登壇者は、東京から久村卓さん(https://takuhisamura.com/)、群馬から村田峰紀さん(http://mineki-murata.com/)、北海道から風間天心さん(http://www.tengshing-k.com/)、そして主催アーティストでもあるGERMAN SUPLEX AIRLINESの前田真治さん。

登壇者の自己紹介では、久村さんは現代アートの系譜についての説明を交えながら自身の活動を紹介し、村田さんはドローイングパフォーマンスによる表現を会場で実演、風間さんは曹洞宗の僧侶であることや、平成から令和に改元される際におこなった平成のお葬式という作品を紹介されました。
前田さんは、会場である開明庁舎で4年前に展示した、その場所の土地代と同額になるまで集めたハズレ馬券の作品を紹介し、現在は尼崎で社会課題に対峙する作品制作を行なっていることを紹介しました。

登壇者のみなさん。
左から久村卓さん、村田峰紀さん、前田真治さん、風間天心さん。
事項紹介する久村さん。
アート作品を紹介する久村さん。

地域の課題解決にアートができることは

ここから、本題であるアートプロジェクト「半径(R)」について、タイトルの由来やコンセプトを前田さんが解説。

タイトルは、開明庁舎を中心とした半径○○mの円状のエリアで繰り広げられるアート活動であることに由来していて、その活動のコンセプトは「より良い街にしよう」という行政や自治体が行う地域に対するケアを、アーティストの視点から行うとどうなるか、というもの。

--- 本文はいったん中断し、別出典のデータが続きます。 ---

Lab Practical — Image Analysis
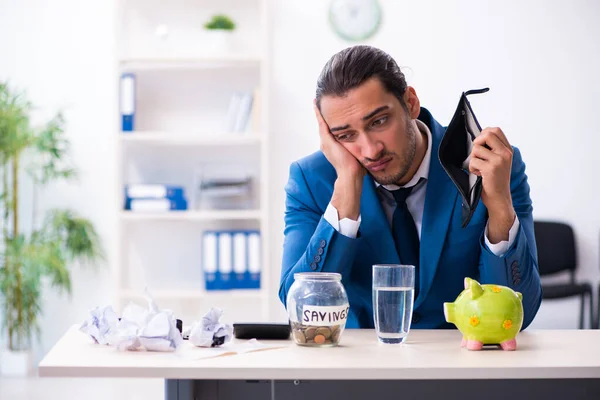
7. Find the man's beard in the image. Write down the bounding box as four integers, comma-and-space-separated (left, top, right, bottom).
369, 118, 418, 185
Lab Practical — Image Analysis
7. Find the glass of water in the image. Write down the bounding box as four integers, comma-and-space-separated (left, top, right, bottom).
373, 264, 415, 344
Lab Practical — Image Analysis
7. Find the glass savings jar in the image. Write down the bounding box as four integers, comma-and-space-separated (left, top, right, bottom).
287, 272, 350, 347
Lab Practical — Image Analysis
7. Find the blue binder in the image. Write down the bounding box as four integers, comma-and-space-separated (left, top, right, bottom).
125, 183, 185, 199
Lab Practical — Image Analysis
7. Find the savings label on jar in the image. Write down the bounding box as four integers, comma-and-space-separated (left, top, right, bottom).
299, 305, 350, 326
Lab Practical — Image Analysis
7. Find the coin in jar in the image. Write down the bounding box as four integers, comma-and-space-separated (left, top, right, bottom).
315, 335, 325, 344
304, 326, 317, 340
317, 327, 331, 339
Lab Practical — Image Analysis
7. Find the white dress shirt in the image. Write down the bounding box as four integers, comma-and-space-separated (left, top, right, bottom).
324, 120, 519, 257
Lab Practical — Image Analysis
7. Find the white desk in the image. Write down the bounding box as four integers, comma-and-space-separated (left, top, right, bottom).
39, 327, 600, 400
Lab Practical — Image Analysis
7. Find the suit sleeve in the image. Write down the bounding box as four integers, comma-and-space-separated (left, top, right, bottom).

参考事例として、歩行者専用道路なのに自転車に乗って通行している方への注意喚起を目的とした自転車の作品(噂を作ってルールを守らせる為の犠牲車両)や看板の作品(『禁止』の手前、内側、裏側。)、街の壁に違法に描かれた落書きに対する作品(SEE WHAT I ‘M SAYING(fillers))など、これまでに前田さんが尼崎市内で制作、展示してきた作品が紹介されました。

登壇者によるトークセッション

そして半径というアートプロジェクトの方向性や可能性について、登壇者それぞれが意見を出し合うトークセッションが繰り広げられました。

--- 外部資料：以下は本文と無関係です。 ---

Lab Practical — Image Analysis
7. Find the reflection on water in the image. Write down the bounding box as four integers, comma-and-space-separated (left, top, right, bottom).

村田さんからは、喫煙のルールが国によって違い、それぞれ街の美化につながっていることを例に、作品(物)の展示だけではなくルールをアーティストが提示するという可能性もあるのではないか?といったアイデアや、久村さんは、住民の意見を吸い上げるためのワークショップを開催するのもいいんじゃないか?と提案するなど、白熱した議論が交わされました。
(トークセッションの様子はこちらの動画をご覧ください)

会場の様子
会場の様子。みなさん熱心に聞いてくださいました。
作品アイデアを紹介する前田さん。

第1回の半径ではどんな作品が展示されるのか

トークセッションの最後には、前田さんから、第1回の半径で制作を考えている作品アイデアが披露されました。

箱のような物体を繁華街などに置き、その箱に対して送られてきたクレームをすべて反映させるというアイデアで、例えば「角が尖ってて危ないじゃないか」とクレームがきたら箱の角を丸くする、「自転車のペダルに当たるじゃないか」と言われたらペダルのスペースだけカットする、というイメージ。タバコをこすりつけられたらその跡が残り、お酒をかけられたら変色する。
作家が手を加えず、市民意識や、民度によって削られていく彫刻作品で、クレームが来なくなり、その箱がそこに存在することを許容される形が作品の完成形となります。

もちろん、半径を進めていくなかで、別の作品アイデアに変わることもあり得ますが、その作品が街で展示されるまでにどういったストーリを描くのか、また、他のアーティストは尼崎市にどういった作品を提示するのか、引き続きこの活動に注目していただけたらと思います。